Arınç'ın Emir'in kolunu dokunarak ilerideki yol üzerinde taksiye binen Ferdi'yi işaret etti. Emir Arınç'a dönüp "Ben gidiyorum sen diğerlerini halleder misin?" diye fısıldadı. Yakınlarda bunu duyan tek kişiydim.
Arınç: Millet benim arabaya geçiyoruz.
Ezgi: Telefonum Emir'de kaldı. Ben alıp geliyoru...
Hızla gerileyerek ardından U dönüşü ile parktan çıkan Emir'e şaşkınlıkla baktıktan sonra Ezgi de arabaya geçti.
Bu sırada çıkış kapısından gelen diğerleri de arabalarına ilerlemeye başladı. Koray'ın kolunun altında taşıyarak arabaya sürükleyen Yavuz bizi görünce durdu.
Yavuz: Bir şey sorucam, Koray ve sizin şu Ferdi'nin neyi var?
Ezgi: Bilmiyorum ama o üçünde bir şeyler var.
Yavuz: Üçü derken...üçüncü kim?
Ezgi: Emi...
Arınç: Oyun oynadılar işte, heyecan, hırs , şov hepsi. Aralarında bir şey olduğu yok.
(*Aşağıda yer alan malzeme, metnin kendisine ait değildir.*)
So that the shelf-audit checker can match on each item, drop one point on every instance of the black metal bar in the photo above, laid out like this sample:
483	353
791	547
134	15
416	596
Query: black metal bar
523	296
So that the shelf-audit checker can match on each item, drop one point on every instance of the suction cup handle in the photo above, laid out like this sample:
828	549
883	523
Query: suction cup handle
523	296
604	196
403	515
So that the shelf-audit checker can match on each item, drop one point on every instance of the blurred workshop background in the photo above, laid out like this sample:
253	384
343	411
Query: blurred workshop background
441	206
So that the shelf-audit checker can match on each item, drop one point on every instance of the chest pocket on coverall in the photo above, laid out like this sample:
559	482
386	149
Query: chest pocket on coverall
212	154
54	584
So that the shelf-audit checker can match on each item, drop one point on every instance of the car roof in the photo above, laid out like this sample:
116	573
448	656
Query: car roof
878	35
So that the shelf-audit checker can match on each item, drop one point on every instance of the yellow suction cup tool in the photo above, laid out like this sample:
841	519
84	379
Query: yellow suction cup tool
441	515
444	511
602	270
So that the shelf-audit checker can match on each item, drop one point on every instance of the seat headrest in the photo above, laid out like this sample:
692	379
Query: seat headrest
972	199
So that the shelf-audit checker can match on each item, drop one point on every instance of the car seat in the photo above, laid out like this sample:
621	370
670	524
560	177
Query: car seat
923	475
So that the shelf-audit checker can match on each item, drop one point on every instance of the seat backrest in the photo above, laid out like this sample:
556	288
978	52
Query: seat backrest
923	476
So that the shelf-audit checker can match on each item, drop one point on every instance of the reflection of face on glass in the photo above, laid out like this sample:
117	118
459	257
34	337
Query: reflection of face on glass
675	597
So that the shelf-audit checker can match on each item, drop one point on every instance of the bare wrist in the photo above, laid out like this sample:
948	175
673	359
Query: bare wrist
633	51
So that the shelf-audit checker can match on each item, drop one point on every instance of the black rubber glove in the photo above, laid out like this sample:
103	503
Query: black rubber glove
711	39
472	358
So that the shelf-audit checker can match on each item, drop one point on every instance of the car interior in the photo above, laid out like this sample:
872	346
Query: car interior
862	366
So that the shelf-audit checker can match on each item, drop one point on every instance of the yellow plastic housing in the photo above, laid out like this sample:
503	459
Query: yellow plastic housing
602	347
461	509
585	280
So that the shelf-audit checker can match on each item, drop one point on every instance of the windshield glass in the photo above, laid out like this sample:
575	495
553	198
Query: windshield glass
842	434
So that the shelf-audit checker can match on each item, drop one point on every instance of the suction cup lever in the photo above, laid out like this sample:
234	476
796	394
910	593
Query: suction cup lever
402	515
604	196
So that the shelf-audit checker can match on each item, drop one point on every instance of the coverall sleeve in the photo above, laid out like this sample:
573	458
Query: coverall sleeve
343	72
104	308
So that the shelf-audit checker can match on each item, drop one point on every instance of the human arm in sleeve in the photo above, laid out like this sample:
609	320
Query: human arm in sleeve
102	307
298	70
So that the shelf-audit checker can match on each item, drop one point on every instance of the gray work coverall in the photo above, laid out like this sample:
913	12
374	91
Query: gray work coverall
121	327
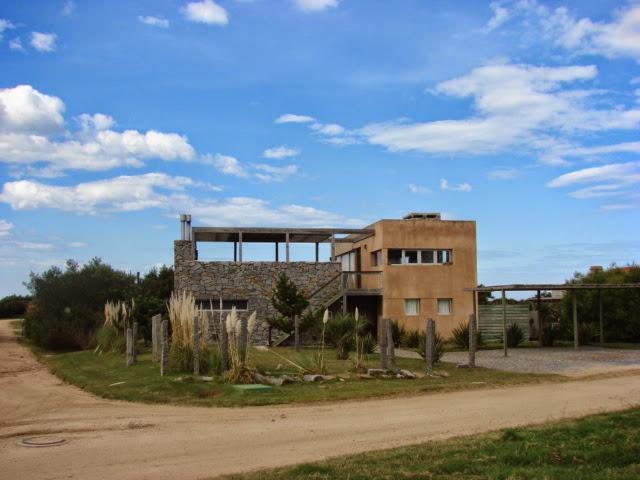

Hadi sizin kızlar üşütmeden otele dönün.
Yavuz: Tamam, görüşürüz sonra Arınç.
________________________________________________________________________________
Eve dönüş yolunda arkada iki sarhoş bayılmış uyurken Arınç'la ön koltuklarda baş başa kalmıştık. Kolumu üstü açık arabanın kapısının üzerine dayadım ve çenemi avcuma yerleştirdim. Yoldaki sokak lambalarının altından geçtikçe gözüme çarpan ışıkların altında rüzgarın saçlarımı uçuşturmasına izin verdim.
Otoyol sessiz ve tenhayken orta şeritten giden yalnız bir aracın içinden etrafı seyrediyordum.
Melis: Güzel bir geceydi.
Arınç: Gergin bitti sonu biraz.
Melis: Olsun. Seninle kapışmak eğlenceliydi.
Yoldan gözlerini ayırmadan gülümsedi.
Kolumu pencerenin üzerinden çekil koltuğumda doğruldum. Arınç'a doğru dönerek sol kolumu kafamın altına götürüp koltuk başlığının arkasına doğru doladım.
Melis: Eee.
Bir anlığına bana dönüp tekrar yola odaklandı.
Arınç: Ne ee?
Melis: Eve geçince uyuyacak mısın?
Arınç: Sanırım.
Melis: Nerede, peki?
Yola doğru bakan yüzünün yan profilden gördüğüm kadarıyla dudaklarının yanaklarına doğru kaydığını ve gülümsediğini görebilmiştim.
Arınç: Koltukta.
Melis: Hmm. Orası rahatsız değil mi sence de?
Arınç: Yani biraz.
Melis: Bu gece benim yatağımda yatmaya ne dersin?
Ezgi: Siz...Flört mü ediyorsunuz?
Korkuyla kafamı arkama çevirdim.
Melis: E-zgi s-sen a-yık mısın?
Ezgi: Bilmem, belki biraz.
Korkum azalarak rahatlamış bir şekilde önüme dönerken Arınç'ın kısılan gözlerini ve gülümseyen yüzünü gördüm.
Melis: Ne var?
Arınç: O kadar komikti ki. Öyle korktun ki birden. HAHAHA!
Melis: Böyle öğrenmesini istemezdim. Bizi yani.
Arınç: Merak etme,konuştuklarımızı duysa bile sabah uyanınca hiçbir şey hatırlayamazlar.
Kollarımı bağlayıp önüme dönerken sitem dolu bir yüz ifadesine büründüm. Dizimi kaldırıp koltukla torpido arasında katlayıp sıkıştırdıktan sonra iyice koltuğa gömülüp başımı dışarıya dönük pozisyona aldım ve yolun kalan kısmını huzurla rüzgarın kulağımdaki esintisini dinleyerek geçirmeye başladım.